Seoul South Korea inflation rate since November 2010 climb to its highest level and continue rising for 4.1% in February 1, 2011. South Korean inflation accelerated more than forecast in January 2011, breaching the Korea Central bank's 4 percent ceiling and adding to the case for another increase in borrowing costs as early as 2nd week of February.
The survey consumer price index rose 4.1 percent from a year earlier after gaining 3.5 percent in December is even understated since we have interviewed many expats says the rising of prices is almost doubled from January 2010 to January 2011. We have interviewed an expat worker of Hyundai Engineering "Denis Somoso" and he mentioned that before during the month of January 2010 his house heating maintenance will only reached up to around KRW 250,000.00/ month for an average use of 10 hour a day but now with lessen usage hour of 8.5 hour a day his house heating maintenance rose up to KRW 350,000.00 or an increase of 71% or almost doubled.
President Lee Myung Bak last month declared "war" on inflation, saying it must be contained at 3 percent to protect people on low incomes. The Bank of Korea reviews policy on Feb. 11 after joining Thailand and India in extending interest-rate increases in January, and with the base rate continuing to lag the pace of consumer-price growth.
Inflation Target
The won rose 0.56 percent to 1,116.20 per dollar as of 1:30 p.m. in Seoul, according to data compiled by Bloomberg. The Kospi share index gained 0.7 percent.
The Bank of Korea targets inflation of 2 percent to 4 percent through 2012 and aims for the midpoint of the range in the medium term.
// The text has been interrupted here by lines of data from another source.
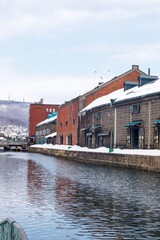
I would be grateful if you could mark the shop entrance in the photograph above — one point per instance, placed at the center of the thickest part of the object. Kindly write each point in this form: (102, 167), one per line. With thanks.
(135, 137)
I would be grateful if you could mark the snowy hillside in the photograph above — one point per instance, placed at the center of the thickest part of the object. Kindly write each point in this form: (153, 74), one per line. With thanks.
(14, 113)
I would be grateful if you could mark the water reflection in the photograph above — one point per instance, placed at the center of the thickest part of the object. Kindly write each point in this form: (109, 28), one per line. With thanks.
(59, 199)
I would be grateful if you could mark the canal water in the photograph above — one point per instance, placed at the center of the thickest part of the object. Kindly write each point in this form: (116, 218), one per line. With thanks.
(59, 199)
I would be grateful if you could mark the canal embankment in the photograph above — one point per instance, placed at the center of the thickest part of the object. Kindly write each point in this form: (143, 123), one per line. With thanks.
(135, 161)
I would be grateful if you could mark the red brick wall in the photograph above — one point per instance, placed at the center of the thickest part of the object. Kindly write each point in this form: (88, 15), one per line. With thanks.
(38, 113)
(68, 121)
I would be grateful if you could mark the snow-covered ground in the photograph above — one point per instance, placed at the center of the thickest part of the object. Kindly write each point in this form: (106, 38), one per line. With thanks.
(153, 152)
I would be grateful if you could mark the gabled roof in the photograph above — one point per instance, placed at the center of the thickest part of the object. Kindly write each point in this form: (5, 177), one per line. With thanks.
(134, 68)
(46, 121)
(121, 95)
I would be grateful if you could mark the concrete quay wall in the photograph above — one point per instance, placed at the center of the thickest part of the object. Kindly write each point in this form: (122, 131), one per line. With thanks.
(140, 162)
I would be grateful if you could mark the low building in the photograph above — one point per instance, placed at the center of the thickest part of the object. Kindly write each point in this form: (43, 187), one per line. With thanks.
(126, 118)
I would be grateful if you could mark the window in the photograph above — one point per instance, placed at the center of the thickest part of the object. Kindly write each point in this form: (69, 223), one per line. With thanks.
(98, 115)
(134, 108)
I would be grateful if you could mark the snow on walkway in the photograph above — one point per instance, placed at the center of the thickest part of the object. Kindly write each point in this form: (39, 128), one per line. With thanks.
(153, 152)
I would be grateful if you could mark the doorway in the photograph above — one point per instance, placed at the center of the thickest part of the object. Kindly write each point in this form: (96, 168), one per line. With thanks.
(134, 137)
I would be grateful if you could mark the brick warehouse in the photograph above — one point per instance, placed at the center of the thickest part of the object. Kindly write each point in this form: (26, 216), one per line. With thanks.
(125, 119)
(67, 127)
(37, 113)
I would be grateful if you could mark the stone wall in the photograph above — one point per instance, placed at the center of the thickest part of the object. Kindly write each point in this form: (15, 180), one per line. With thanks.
(140, 162)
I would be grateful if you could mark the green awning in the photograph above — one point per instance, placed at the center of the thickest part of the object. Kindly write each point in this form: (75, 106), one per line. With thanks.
(131, 124)
(156, 121)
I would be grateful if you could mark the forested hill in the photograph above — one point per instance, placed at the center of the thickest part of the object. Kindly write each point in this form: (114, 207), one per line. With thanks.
(14, 113)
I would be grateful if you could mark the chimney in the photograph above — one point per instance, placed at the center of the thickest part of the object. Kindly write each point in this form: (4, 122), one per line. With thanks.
(135, 67)
(41, 101)
(149, 71)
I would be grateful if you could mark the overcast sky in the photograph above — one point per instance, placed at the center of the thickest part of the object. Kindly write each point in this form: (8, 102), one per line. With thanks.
(59, 49)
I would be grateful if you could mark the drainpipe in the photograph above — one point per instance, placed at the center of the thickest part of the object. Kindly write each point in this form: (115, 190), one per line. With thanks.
(115, 127)
(149, 124)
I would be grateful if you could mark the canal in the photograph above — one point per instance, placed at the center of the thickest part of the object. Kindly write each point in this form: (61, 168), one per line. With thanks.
(59, 199)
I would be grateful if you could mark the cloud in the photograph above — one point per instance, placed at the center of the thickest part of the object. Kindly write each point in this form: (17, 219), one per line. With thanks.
(30, 17)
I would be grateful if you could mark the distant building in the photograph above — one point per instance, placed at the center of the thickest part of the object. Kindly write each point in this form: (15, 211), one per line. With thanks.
(38, 112)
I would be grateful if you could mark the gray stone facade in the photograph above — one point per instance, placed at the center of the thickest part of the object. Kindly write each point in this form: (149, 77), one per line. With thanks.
(132, 123)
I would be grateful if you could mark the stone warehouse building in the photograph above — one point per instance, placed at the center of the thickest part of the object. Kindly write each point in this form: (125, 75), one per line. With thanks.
(126, 118)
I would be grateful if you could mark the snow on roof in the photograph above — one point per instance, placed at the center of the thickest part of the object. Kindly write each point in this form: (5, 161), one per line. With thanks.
(48, 120)
(146, 89)
(51, 135)
(121, 95)
(103, 100)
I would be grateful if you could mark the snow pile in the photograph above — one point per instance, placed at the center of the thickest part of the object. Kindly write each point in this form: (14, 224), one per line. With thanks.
(153, 152)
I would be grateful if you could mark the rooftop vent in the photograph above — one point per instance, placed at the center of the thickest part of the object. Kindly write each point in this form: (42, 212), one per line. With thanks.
(146, 79)
(128, 84)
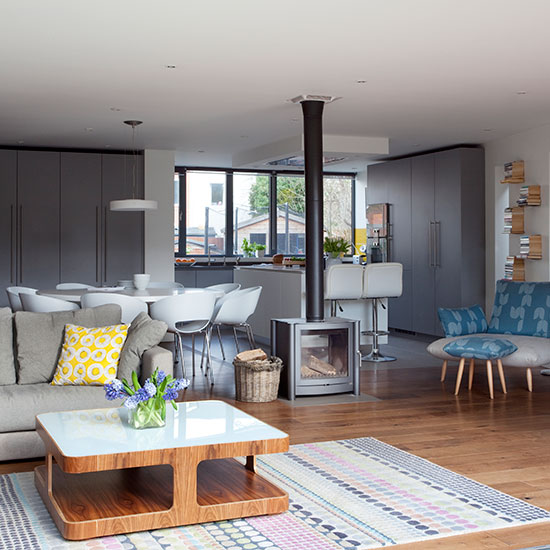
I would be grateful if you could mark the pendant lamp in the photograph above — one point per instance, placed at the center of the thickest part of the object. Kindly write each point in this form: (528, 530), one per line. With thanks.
(133, 204)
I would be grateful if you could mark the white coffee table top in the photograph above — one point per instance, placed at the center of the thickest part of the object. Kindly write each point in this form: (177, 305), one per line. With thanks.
(106, 431)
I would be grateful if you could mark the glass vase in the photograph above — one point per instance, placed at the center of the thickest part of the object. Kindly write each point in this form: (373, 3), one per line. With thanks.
(148, 414)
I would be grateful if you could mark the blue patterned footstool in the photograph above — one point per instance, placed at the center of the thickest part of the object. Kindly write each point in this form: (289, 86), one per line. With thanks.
(486, 349)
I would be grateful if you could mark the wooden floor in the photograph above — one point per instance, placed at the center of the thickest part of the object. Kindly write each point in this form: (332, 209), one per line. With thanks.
(503, 443)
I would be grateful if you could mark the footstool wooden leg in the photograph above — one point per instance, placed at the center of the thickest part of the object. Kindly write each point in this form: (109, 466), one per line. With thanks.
(501, 375)
(443, 371)
(459, 375)
(471, 373)
(490, 378)
(529, 380)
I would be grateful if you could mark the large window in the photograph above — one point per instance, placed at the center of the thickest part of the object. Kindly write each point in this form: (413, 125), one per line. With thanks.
(204, 217)
(219, 209)
(250, 210)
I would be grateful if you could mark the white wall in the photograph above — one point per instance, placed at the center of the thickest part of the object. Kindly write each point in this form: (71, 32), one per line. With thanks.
(532, 146)
(159, 224)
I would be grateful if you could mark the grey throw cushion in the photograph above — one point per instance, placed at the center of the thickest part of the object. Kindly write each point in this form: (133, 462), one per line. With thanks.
(143, 334)
(39, 337)
(7, 364)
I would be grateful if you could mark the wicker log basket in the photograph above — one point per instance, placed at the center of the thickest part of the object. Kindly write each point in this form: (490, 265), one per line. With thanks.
(257, 379)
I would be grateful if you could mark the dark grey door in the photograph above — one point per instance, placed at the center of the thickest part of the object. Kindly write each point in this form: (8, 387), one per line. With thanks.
(423, 243)
(38, 218)
(8, 205)
(81, 218)
(123, 238)
(448, 243)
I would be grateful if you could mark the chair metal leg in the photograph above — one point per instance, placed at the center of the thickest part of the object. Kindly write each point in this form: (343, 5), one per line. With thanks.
(208, 337)
(220, 341)
(180, 345)
(375, 356)
(251, 337)
(236, 340)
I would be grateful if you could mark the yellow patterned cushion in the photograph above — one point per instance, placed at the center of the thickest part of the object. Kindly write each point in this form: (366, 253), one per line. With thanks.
(90, 355)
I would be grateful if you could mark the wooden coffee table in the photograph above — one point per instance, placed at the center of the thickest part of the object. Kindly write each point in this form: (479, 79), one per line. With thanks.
(103, 477)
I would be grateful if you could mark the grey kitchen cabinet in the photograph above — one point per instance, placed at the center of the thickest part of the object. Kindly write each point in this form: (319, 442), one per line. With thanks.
(80, 220)
(122, 232)
(444, 220)
(8, 219)
(38, 218)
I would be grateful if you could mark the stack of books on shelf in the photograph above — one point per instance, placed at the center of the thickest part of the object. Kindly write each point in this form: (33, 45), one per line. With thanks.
(530, 247)
(514, 172)
(514, 269)
(529, 195)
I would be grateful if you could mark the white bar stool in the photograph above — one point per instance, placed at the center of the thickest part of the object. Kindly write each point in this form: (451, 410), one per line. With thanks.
(381, 280)
(343, 282)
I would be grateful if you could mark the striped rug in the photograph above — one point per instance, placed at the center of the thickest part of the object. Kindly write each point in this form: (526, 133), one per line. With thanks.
(350, 494)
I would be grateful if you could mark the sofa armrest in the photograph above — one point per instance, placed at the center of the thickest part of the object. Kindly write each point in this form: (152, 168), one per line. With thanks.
(156, 357)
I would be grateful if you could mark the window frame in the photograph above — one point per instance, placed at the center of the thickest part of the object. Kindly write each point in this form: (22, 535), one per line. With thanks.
(229, 172)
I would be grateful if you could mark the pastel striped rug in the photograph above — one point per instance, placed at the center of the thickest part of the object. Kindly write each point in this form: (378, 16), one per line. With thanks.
(351, 494)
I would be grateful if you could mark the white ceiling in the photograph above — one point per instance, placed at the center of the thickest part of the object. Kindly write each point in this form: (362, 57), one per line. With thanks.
(438, 72)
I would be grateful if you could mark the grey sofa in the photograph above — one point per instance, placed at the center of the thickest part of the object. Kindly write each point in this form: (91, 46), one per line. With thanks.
(29, 347)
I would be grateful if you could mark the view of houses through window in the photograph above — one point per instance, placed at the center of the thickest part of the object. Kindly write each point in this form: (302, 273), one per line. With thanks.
(206, 204)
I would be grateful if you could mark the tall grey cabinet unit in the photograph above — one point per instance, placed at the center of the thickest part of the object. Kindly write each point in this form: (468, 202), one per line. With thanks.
(445, 223)
(8, 221)
(80, 222)
(123, 232)
(38, 218)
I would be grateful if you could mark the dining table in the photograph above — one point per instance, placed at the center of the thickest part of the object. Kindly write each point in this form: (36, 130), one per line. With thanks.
(148, 295)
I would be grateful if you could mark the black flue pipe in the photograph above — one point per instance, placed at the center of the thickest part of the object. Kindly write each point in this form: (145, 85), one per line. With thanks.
(313, 154)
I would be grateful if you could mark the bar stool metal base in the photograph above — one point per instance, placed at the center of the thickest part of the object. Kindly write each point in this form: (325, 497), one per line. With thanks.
(376, 357)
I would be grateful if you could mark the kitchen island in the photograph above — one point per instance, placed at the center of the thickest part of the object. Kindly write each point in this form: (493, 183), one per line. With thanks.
(283, 296)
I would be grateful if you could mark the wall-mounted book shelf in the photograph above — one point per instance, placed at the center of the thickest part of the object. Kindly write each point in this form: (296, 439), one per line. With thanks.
(514, 220)
(514, 268)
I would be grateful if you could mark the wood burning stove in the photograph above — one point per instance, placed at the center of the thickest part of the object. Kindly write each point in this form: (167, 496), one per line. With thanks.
(318, 357)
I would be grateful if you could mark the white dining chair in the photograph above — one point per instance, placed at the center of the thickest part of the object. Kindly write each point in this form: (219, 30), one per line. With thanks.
(14, 296)
(226, 288)
(131, 307)
(164, 284)
(187, 314)
(234, 310)
(73, 286)
(45, 304)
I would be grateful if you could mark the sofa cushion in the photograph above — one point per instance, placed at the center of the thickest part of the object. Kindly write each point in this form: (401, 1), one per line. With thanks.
(532, 351)
(462, 321)
(143, 334)
(7, 364)
(480, 348)
(39, 337)
(21, 403)
(90, 356)
(521, 308)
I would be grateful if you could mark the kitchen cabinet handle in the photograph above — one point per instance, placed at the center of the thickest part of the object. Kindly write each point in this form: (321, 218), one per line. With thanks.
(20, 223)
(431, 244)
(437, 241)
(104, 244)
(97, 237)
(12, 247)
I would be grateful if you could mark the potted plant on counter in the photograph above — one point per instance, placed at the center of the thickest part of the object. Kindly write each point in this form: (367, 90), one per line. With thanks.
(335, 247)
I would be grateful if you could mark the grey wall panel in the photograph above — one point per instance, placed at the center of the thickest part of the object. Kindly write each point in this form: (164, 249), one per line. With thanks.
(123, 237)
(8, 211)
(81, 218)
(38, 218)
(423, 253)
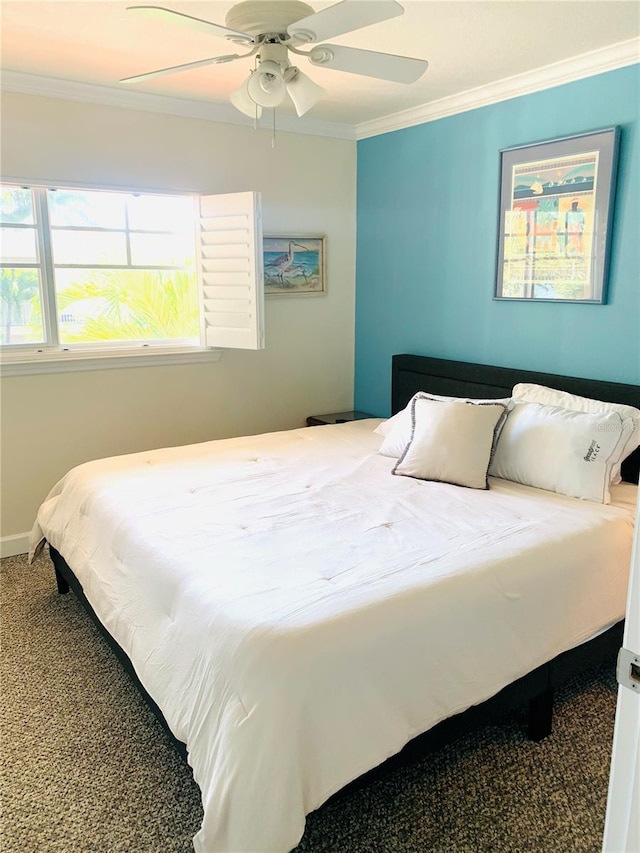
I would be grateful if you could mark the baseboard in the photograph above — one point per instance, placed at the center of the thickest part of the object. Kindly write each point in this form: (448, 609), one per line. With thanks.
(11, 546)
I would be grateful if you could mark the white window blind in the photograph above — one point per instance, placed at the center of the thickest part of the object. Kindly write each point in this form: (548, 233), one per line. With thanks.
(231, 270)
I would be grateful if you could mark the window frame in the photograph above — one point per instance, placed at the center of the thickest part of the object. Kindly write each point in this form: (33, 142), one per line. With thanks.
(51, 355)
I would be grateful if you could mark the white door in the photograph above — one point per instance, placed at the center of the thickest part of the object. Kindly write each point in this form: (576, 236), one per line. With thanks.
(622, 825)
Governor Kim Choong Soo and the policy board raised the benchmark rate by a quarter of a percentage point in July, November and January this year from a record-low 2 percent to 2.75 percent. The median estimate in a Bloomberg News survey of 11 economists was for a 3.8 percent gain in inflation in January. Prices advanced 0.9 percent from December.
Consumer price inflation may exceed the government's 3 percent target this year, with pressure coming from rising raw material costs and accelerating inflation in China, Yoon Jong Won, director-general at the Ministry of Strategy and Finance, told reporters in Gwacheon today.
"Korea is entering a high growth, high inflation environment," Wai Ho Leong, a Singapore-based regional economist at Barclays Plc, said today in a report. "In view of the clearer signs of acceleration in the activity indicators and stronger pass through into core prices," the 11 February policy meeting "will be a very close call."
Leaving Expats
68% of 100 expats in Korea which we have interviewed are considering now of leaving Korea and find another place to live with a lower inflation and a lower cost of living. Some expatriates are now considering countries in Southeast Asia if they could find better opportunities in the Philippines and Thailand.